Almirante Trail toad
- Conservation status: Critically Endangered (IUCN 3.1)

Scientific classification
- Kingdom: Animalia
- Phylum: Chordata
- Class: Amphibia
- Order: Anura
- Family: Bufonidae
- Genus: Incilius
- Species: I. peripatetes
- Binomial name: Incilius peripatetes (Savage, 1972)
- Synonyms: Bufo peripatetes Savage, 1972 Cranopsis peripatetes (Savage, 1972)

= Almirante Trail toad =

- Authority: (Savage, 1972)
- Conservation status: CR
- Synonyms: Bufo peripatetes Savage, 1972, Cranopsis peripatetes (Savage, 1972)

Species of amphibian

The Almirante Trail toad (Incilius peripatetes) is a species of toad endemic to Panama. It is only known from its type locality near Boquete, Chiriquí, in western Panama. Another population from Cerro Bollo that has been referred to this species was described in 2013 as a separate species, Incilius majordomus.

==Etymology==
The specific name peripatetes is Greek for "one who walks" and alludes to Charles F. Walker, a student of herpetology at the University of Michigan.

==Description==
Incilius peripatetes is a medium-sized toad, with the holotype, an adult male, reported to be 70 mm in snout–vent length.
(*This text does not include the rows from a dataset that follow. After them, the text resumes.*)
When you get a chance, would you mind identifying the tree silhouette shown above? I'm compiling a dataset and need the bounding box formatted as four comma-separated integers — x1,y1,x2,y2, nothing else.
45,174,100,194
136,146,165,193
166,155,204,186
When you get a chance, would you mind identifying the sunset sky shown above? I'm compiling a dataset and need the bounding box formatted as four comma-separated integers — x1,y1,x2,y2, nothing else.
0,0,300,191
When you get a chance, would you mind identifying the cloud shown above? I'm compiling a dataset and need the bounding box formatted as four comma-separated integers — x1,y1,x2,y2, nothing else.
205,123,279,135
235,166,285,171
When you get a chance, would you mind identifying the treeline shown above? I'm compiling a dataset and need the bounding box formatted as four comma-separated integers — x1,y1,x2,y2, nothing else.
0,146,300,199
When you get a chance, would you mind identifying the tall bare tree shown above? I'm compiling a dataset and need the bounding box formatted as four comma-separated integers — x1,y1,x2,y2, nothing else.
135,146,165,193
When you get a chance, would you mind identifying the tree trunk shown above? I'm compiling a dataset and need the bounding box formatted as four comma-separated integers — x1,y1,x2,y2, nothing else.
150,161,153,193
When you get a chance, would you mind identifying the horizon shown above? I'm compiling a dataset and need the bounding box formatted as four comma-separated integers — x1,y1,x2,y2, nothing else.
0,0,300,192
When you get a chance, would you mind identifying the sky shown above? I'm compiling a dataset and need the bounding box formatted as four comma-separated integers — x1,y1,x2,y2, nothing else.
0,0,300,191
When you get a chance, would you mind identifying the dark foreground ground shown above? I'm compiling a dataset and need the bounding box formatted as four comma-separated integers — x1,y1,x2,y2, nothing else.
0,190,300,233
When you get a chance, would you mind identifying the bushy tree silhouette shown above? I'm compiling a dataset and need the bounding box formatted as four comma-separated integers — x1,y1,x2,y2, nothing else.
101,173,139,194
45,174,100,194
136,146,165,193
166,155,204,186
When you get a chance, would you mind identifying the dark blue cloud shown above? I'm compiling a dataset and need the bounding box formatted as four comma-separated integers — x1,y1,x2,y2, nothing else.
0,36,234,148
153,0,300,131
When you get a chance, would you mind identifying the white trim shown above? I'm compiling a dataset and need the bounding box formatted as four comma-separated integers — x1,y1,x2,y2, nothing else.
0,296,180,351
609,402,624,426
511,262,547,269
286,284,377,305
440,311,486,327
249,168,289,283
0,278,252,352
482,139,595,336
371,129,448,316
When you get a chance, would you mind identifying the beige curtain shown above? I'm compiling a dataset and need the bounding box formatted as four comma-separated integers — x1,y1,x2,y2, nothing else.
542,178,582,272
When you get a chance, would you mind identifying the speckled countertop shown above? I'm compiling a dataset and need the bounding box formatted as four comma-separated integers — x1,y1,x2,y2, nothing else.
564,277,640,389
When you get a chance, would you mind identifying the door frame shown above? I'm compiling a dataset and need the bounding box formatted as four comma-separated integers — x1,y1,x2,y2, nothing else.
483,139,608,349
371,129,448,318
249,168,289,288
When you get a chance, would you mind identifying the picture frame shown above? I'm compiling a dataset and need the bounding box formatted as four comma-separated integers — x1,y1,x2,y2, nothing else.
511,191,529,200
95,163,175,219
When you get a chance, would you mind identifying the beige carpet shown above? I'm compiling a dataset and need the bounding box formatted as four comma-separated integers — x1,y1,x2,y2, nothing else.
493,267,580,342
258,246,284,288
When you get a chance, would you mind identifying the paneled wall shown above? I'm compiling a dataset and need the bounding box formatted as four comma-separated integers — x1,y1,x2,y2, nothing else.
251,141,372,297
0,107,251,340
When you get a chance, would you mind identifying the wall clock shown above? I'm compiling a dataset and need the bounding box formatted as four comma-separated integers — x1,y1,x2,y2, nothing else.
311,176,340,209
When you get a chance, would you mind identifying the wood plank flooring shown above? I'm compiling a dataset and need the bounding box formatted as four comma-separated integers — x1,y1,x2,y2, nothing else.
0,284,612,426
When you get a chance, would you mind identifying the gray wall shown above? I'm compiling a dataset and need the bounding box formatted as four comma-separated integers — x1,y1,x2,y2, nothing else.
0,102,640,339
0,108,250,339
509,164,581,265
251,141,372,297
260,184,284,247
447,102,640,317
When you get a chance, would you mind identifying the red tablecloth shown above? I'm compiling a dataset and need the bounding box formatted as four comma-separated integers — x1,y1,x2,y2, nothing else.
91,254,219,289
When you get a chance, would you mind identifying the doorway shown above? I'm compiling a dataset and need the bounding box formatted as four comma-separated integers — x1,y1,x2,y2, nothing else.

Dorsal coloration is uniformly light brown or grey. The dorsum is rugose, without enlarged warts. The cranial crests are very prominent, whereas the paratoid glands are slightly small, smaller than the eye. The ventral surface is light brown. The rear surfaces of the thighs and the groin are dark brown or black, with some light spots in the groin. The hands and feet have fleshy webbing between the fingers and toes. There is no vocal sack in the males.

==Habitat and conservation==
This is a little known terrestrial toad inhabiting premontane wet forest at elevation of 1500 m asl. It is likely to be affected by chytridiomycosis. Also some habitat destruction is taking place. It is listed as a critically endangered species due to an expected population decline in coming years.